La lutte commune contre la malaria

M. Lu Chunming, directeur général de la Société Hualiketai des médicaments de Beijing qui vend des médicaments anti-malaria en Afrique depuis 10 ans, a accordé récemment une interview au journaliste du « Quotidien du Peuple », Huang Zequan. Voici des extraits de cette interview :

La malaria est une maladie qui existe depuis l’antiquité. Au cours du siècle dernier, les milieux pharmaceutiques mondiaux ont tenté de trouver une méthode de guérison efficace. En 1973, à l’issue des recherches cliniques, un nouveau médicament anti-malaria à base d’armoise est sorti en Chine. En 2001, l’Organisation mondiale de la santé (OMS) a reconnu que ce médicament avait un grand effet contre la malaria. Selon cette organisation, il y a actuellement dans le monde 600 millions de personnes atteintes de la malaria en attente d’un traitement efficace; en outre, le nombre des personnes qui meurent de cette maladie chaque année dépasse 3 millions, dont les Africains représentent 90 %. Jusqu’à présent, la malaria est considérée comme « l’assassin numéro 1 » en Afrique, et elle est l’un des facteurs importants qui menacent la sécurité de l’existence du peuple et entravent le développement économique des pays d’Afrique. Le 25 avril 2000, les chefs d’État et les chefs de gouvernement de 53 pays africains se sont réunis à Abuja, capitale du Nigeria, et ont décidé conjointement de fixer cette date comme « Journée africaine de la malaria ».

C’est en 1994 que le médicament chinois contre la malaria est sorti sur le marché africain des médicaments. Doté d’un effet puissant et d’un prix modéré, il est bien accueilli en Afrique. Depuis 10 ans, la Société Hualiketai a fait inscrire son médicament dans plus de 20 pays africains, obtenant de bons résultats économique et social.

Du fait que l’effet des médicaments traditionnels s’est affaibli graduellement, généraliser l’emploi de ce nouveau médicament chinois dans le monde est une tendance inévitable.

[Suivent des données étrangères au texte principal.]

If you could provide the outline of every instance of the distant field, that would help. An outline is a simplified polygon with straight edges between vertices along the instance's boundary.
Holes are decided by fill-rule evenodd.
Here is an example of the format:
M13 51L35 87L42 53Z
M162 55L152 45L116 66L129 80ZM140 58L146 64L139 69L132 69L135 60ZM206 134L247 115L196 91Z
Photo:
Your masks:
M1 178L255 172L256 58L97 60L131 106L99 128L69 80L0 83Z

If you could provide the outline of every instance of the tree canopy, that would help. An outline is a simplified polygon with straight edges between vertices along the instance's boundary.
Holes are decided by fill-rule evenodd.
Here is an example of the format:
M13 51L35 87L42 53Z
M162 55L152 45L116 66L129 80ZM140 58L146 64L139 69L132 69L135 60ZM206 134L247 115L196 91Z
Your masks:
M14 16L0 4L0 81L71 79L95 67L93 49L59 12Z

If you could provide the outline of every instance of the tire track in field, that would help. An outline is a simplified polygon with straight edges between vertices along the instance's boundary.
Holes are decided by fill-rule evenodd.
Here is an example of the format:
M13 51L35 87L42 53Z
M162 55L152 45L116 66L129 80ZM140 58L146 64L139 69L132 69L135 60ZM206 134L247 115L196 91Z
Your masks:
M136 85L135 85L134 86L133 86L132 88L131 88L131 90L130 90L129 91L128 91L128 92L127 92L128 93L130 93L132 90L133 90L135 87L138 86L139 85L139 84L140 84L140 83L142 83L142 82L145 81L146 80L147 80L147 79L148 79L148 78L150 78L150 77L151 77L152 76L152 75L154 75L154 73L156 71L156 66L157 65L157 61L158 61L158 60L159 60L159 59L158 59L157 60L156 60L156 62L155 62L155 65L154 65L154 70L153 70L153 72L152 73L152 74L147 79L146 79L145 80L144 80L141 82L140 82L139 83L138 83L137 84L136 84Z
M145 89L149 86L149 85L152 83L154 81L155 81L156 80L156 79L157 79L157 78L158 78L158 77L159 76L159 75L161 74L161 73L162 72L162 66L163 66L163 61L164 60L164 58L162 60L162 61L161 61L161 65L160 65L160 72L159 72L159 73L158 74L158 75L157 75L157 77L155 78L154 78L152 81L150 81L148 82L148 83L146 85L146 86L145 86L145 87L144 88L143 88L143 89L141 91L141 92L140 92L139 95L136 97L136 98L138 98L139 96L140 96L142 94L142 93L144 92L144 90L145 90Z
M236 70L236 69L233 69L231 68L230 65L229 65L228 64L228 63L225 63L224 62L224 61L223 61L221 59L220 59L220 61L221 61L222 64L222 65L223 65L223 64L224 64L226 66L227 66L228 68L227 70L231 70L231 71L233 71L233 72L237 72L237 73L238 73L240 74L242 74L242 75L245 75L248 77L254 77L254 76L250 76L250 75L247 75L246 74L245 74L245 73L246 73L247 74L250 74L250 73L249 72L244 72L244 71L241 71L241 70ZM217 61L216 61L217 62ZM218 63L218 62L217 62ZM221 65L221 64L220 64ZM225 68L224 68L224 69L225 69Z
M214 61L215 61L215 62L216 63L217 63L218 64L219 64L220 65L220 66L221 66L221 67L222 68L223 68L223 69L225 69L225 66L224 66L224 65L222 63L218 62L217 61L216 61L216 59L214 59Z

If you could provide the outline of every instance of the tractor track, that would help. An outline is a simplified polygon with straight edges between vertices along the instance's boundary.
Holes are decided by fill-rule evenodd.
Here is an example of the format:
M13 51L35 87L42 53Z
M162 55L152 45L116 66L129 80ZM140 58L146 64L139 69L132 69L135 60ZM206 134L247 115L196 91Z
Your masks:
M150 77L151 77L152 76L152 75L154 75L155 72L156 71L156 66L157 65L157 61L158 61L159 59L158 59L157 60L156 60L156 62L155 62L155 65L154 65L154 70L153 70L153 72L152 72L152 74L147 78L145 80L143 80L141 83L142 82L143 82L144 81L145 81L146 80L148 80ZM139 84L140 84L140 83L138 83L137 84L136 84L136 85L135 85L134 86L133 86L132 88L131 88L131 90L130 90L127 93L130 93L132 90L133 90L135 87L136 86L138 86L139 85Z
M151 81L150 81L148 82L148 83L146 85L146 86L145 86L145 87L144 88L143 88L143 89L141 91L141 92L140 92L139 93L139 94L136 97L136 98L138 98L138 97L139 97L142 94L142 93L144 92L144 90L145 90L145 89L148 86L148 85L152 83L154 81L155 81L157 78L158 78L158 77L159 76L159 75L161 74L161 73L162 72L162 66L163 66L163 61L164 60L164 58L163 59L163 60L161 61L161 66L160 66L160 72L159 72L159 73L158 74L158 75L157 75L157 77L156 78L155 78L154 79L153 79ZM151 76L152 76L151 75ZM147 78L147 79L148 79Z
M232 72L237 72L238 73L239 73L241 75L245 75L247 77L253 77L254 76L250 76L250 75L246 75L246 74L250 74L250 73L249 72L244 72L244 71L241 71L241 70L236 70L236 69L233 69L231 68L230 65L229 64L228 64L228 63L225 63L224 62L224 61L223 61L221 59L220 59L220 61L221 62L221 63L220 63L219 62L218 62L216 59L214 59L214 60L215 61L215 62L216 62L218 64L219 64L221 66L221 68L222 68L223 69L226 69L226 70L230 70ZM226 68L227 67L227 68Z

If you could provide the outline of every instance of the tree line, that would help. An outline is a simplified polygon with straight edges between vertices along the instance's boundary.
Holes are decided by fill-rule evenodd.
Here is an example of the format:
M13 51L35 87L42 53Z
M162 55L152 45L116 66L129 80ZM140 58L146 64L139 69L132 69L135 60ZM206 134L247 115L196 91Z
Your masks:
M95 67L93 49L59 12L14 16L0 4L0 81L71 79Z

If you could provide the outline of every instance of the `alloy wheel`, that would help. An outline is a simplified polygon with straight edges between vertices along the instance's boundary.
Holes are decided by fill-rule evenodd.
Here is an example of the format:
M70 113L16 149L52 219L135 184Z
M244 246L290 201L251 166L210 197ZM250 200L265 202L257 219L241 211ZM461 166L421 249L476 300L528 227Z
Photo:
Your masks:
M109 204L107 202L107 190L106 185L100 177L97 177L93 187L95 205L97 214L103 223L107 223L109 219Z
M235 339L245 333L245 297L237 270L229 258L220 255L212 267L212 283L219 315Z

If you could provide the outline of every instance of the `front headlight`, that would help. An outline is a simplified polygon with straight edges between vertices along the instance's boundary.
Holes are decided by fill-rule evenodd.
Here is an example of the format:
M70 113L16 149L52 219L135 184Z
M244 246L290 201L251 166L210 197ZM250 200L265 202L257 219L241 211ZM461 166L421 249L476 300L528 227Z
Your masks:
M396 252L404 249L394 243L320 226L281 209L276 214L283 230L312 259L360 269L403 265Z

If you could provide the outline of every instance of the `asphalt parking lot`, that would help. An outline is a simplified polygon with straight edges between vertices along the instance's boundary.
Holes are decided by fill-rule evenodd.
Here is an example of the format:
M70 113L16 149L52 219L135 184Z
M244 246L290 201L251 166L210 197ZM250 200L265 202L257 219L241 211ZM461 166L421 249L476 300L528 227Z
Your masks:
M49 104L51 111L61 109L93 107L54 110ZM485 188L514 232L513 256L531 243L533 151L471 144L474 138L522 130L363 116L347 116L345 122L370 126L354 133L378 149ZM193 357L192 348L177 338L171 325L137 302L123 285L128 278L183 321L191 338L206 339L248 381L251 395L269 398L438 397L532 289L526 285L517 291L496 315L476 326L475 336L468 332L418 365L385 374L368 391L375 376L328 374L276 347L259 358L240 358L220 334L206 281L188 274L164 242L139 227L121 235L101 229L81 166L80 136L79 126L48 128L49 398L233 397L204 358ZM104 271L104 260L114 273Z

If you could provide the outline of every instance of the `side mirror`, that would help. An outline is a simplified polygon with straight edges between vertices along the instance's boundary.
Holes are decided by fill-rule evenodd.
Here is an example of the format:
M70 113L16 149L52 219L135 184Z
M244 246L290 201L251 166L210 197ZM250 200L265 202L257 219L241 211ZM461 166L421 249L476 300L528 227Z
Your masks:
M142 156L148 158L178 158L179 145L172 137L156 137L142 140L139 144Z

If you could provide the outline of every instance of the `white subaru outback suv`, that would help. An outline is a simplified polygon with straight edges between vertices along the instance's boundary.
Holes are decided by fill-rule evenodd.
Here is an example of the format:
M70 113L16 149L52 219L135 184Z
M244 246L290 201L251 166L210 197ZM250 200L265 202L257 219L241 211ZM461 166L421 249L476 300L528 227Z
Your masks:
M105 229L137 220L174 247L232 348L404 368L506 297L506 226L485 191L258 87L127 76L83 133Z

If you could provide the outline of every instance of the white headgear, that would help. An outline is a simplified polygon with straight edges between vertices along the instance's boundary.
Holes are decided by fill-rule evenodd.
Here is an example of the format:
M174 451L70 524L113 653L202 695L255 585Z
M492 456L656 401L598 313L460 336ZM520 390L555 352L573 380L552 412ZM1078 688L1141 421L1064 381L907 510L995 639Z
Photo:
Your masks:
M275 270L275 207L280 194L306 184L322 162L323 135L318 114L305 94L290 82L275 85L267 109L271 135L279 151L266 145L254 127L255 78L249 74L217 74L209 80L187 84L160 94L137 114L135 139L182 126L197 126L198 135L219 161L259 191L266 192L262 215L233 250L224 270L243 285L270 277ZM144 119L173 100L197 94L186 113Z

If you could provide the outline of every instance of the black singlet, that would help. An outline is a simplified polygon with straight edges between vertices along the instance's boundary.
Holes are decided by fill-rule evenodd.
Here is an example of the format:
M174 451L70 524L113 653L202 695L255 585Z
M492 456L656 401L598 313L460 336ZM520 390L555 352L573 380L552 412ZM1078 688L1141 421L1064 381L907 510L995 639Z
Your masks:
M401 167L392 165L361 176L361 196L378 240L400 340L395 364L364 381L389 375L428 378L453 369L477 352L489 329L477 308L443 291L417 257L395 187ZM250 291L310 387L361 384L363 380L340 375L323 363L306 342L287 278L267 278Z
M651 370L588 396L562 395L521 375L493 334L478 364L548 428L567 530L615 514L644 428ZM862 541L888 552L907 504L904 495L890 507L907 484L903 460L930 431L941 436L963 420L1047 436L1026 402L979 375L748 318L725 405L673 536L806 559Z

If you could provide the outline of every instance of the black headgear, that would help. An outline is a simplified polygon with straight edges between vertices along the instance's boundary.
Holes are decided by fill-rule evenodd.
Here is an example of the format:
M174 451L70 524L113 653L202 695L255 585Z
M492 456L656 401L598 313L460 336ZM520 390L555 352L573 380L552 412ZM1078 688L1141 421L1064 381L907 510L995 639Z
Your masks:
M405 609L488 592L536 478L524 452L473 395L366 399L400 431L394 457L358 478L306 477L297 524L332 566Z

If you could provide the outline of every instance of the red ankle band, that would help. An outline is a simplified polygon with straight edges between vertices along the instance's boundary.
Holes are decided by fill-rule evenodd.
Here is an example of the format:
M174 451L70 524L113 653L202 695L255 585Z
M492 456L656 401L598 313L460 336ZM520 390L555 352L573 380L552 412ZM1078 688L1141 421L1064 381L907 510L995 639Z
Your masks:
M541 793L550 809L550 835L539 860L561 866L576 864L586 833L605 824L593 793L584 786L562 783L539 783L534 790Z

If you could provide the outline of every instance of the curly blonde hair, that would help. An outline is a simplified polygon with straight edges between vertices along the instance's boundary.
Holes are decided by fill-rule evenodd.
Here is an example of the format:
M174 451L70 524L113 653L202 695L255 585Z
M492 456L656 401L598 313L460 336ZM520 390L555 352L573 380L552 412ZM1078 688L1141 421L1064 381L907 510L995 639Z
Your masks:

Les faits ont prouvé que l’effet curatif de ce médicament a dépassé 95 %, et que les plasmodes ne peuvent pas encore résister à l’action de ce nouveau médicament. Pour appliquer le « Programme d’action d’Addis-Abeba », élaboré lors du Forum sur la coopération sino-africaine, et servir au mieux le peuple africain, le directeur général de Hualiketai pense qu’il faut diffuser par régions, par étapes et de façon planifiée l’expérience chinoise sur la guérison de la malaria et le nouveau médicament anti-malaria.

Actuellement, les équipes médicales chinoises travaillent dans 34 pays d’Afrique. Elles se sont procuré des matériaux de première main concernant la malaria locale. D’après le directeur général, elles doivent continuer à effectuer des enquêtes sur la propagation de cette maladie, en établissant une plate-forme d’échanges d’informations, de techniques et de personnel ; elles doivent aussi former les officiels et les médecins locaux chargés de prévenir et de traiter la malaria, et aider les gouvernements locaux dans l’élaboration et l’exécution du plan général sur la prévention et le traitement de la malaria.

Si la coopération entre la Chine et l’Afrique en la matière peut être réalisée, l’ensemble du peuple africain en sera le bénéficiaire direct. La Société Hualiketai de Chine veut faire de son mieux pour cette coopération, en diffusant l’expérience chinoise dans ce domaine ainsi que le nouveau médicament contre la malaria dans davantage de pays d’Afrique.